*811Appeal from an order of the Supreme Court, Erie County (Frederick J. Marshall, J.), entered February 12, 2003. The order granted defendant’s motion for summary judgment dismissing the complaint in a personal injury action.
It is hereby ordered that the order so appealed from be and the same hereby is unanimously affirmed without costs.

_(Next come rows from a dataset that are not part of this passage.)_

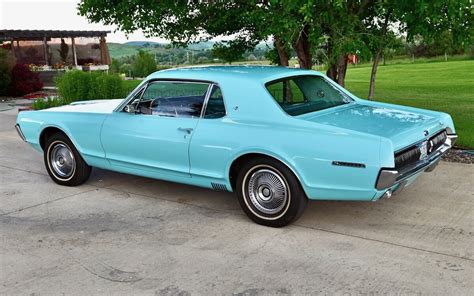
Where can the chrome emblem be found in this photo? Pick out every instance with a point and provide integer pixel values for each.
(423, 150)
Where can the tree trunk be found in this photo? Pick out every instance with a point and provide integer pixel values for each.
(282, 54)
(341, 69)
(302, 47)
(373, 74)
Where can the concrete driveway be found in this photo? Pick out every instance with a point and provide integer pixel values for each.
(125, 235)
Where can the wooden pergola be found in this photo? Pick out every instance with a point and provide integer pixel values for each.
(46, 35)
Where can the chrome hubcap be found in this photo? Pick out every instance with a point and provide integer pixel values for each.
(267, 191)
(62, 161)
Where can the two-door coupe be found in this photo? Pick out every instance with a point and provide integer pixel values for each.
(276, 136)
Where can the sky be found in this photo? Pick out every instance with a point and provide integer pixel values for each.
(56, 15)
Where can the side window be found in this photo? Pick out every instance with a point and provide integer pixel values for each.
(215, 106)
(173, 99)
(285, 92)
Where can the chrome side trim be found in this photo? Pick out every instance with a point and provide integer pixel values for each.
(390, 177)
(20, 133)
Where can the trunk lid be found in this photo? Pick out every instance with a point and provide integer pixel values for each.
(402, 127)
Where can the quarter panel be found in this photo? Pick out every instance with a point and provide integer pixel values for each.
(308, 151)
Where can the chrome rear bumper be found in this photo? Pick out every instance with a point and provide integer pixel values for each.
(20, 133)
(389, 177)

Memorandum: Plaintiff commenced this negligence action to recover for injuries she sustained when she slipped and fell on a snow and ice covered walkway at defendant’s resort hotel. Supreme Court properly granted defendant’s motion for summary judgment dismissing the complaint. Defendant met its initial burden by establishing that plaintiffs fall occurred during a storm in progress (see e.g. Grau v Taxter Park Assoc., 283 AD2d 551 [2001], lv denied 96 NY2d 721 [2001]; Camacho v Garcia, 273 AD2d 835 [2000]; Siegel v Molino, 236 AD2d 879 [1997]), and plaintiff failed to raise an issue of fact whether the walkway was defective apart from the accumulation of snow and ice. The affidavit of plaintiffs expert “did not sufficiently identify any specific industry standard upon which he relied . . ., nor did [it] supply any specific statutory or . . . code violations” (Veccia v Clearmeadow Pistol Club, 300 AD2d 472, 472 [2002]). The affidavit was thus speculative and not sufficiently probative to defeat defendant’s motion for summary judgment (see id.; Cicero v Selden Assoc., 295 AD2d 391, 392 [2002]; see generally Romano v Stanley, 90 NY2d 444, 451-452 [1997]). Present—Wisner, J.P, Hurlbutt, Scudder, Kehoe and Hayes, JJ.